The team is continuing to study EED with their model, and plans to incorporate immune cells to more deeply study inflammation and its interplay with nutrition, as well as how it impacts the body’s response to vaccines. They are also working on adding a microbiome from patients with EED to the chips to study how changes to the microbiome can affect the disease.

“Every regular meeting that our team has had with the Gates Foundation about this project over the years has started with a slide show of real children who are suffering from EED. Those children are our customers – patients drive everything that we do at the Wyss Institute, and motivate us to work hard, often for years, on creating solutions to difficult problems that can dramatically improve their quality of life. We won’t rest until we’ve found that solution,” said Ingber, who is also the Judah Folkman Professor of Vascular Biology at HMS and Boston Children’s Hospital (BCH), as well as the Hansjörg Wyss Professor of Bioinspired Engineering at Harvard’s John A. Paulson School of Engineering and Applied Sciences (SEAS).

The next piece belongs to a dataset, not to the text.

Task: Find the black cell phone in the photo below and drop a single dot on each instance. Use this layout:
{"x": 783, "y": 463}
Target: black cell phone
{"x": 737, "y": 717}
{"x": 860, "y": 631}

Patients drive everything that we do at the Wyss Institute, and motivate us to work hard, often for years, on creating solutions to difficult problems that can dramatically improve their quality of life. We won’t rest until we’ve found that solution.

Donald Ingber

Additional authors of the paper include former Wyss Institute members Ben Swenor, Wuji Cao, Rani Powers, Diogo Camacho, Sanjay Sharma, Sasan Jalili-Firoozinezhad, Jennifer Grant, and Rachelle Prantil-Baun; current Wyss Institute members Arash Naziripour, Nina LoGrande, Seongmin Kim, and Girija Goyal; Andrew Parsons from HMS, David Breault from HMS, BCH, and the Harvard Stem Cell Institute; Junaid Iqbal and Asad Ali from Aga Khan University; Lee Denson from Cincinnati Children’s Hospital Medical Center and the University of Cincinnati College of Medicine; and Sean Moore from University of Virginia.

This research was supported by the Bill and Melinda Gates Foundation, the National Institutes of Health under award DK119488, the Wyss Institute for Biologically Inspired Engineering at Harvard University, the Anne London Fellowship, and the National Center for Advancing Translational Sciences under award KL2 TR002542.